Massachusetts man charged with harassing interracial couple
BOSTON (AP) — A Massachusetts man posted racial epithets, crude language and threats of physical harm in response to an interracial couple who had announced their engagement on Facebook, federal prosecutors said Wednesday.
Stephen M. DeBerardinis, 45, of Boston and Dedham, is scheduled to make his first court appearance Wednesday.

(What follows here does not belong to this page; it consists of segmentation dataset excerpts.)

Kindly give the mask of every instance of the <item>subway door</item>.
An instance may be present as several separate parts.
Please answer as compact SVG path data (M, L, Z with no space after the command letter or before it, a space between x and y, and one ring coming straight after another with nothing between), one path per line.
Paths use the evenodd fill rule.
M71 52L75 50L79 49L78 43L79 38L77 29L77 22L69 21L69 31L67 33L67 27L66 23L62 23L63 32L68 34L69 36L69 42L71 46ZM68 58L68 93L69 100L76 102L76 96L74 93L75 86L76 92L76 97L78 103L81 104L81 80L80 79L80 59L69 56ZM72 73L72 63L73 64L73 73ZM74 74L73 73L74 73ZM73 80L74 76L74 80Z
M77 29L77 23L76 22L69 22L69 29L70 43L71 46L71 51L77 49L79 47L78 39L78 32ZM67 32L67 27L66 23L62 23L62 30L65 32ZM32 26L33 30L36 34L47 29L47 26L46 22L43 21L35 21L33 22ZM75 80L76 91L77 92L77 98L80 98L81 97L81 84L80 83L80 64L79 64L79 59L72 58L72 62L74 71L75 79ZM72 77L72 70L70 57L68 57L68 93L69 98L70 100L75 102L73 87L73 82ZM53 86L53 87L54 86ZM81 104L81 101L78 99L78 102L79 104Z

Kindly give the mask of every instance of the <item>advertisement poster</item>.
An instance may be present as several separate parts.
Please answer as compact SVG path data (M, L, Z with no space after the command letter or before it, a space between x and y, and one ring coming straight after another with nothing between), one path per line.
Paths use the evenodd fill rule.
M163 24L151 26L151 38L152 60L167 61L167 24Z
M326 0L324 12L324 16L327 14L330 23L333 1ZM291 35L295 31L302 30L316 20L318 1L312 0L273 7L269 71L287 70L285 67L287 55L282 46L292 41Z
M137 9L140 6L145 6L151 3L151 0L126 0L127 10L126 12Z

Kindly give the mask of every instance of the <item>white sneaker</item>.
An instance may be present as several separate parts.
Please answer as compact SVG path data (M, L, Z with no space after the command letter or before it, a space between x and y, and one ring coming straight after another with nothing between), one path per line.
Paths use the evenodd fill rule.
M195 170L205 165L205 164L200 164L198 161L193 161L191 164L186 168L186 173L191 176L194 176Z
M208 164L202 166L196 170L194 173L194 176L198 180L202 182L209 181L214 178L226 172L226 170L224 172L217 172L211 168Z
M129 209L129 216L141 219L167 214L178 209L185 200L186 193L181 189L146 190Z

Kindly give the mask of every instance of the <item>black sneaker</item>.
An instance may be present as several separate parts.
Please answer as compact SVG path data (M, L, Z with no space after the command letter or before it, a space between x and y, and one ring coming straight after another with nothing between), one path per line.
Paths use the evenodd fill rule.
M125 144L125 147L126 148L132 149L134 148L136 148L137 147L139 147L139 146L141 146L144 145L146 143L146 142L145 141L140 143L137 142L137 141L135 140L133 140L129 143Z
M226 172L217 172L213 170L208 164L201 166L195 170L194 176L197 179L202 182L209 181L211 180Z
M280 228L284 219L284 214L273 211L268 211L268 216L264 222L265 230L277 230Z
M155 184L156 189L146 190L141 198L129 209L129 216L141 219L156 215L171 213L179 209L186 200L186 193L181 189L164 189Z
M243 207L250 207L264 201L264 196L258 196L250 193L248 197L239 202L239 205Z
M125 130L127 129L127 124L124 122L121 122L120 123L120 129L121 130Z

An email seeking comment was left with his federal public defender.
“Today’s arrest cannot mitigate the fear that Stephen DeBerardinis caused, and the sense of security this couple lost, but it does bring him to justice for allegedly sending a series of rage-filled messages threatening horrific acts of violence,” Joseph Bonavolonta, Special Agent in Charge of the FBI’s Boston office, said in a statement. “Acts of intimidation and threats of violence perpetrated against people because of their race, ethnicity, color, or creed are reprehensible.”
The couple, a 37-year-old Black man and a 34-year-old white woman whose names were not disclosed in court documents, announced their engagement with accompanying photographs on Facebook in late December, prosecutors said.
DeBerardinis did not know the couple, but because he was friends with their friends, could see their posts.
He reacted to the engagement announcement on Jan. 6 with epithets and profanities, prosecutors said.
When the couple told him they were reporting him to law enforcement, authorities allege he sent them a picture of brass knuckles with the phrase “snitches get stitches.”
He also sent them a message urging the couple to “Read up more on me” and his “crew” and threatened them with physical harm, prosecutors said.
The couple contacted local police, who in turn contacted federal authorities.
“My office aggressively prosecutes people who threaten racially-motivated violence because such threats are illegal, despicable and an affront to American values,” said acting U.S. Attorney for Massachusetts Nathaniel R. Mendell. “We take a hard line on threats and intimidation, and these charges make clear that such conduct will be prosecuted federally.”
The exact charges DeBerardinis faces are transmitting in interstate commerce threats to injure a person; tampering with a witness and victim by intimidation, threats, and corrupt persuasion; and tampering with a witness and victim by harassment, according to a statement from the U.S. attorney’s office in Boston.
If convicted of all charges, he faces a maximum of 28 years in prison.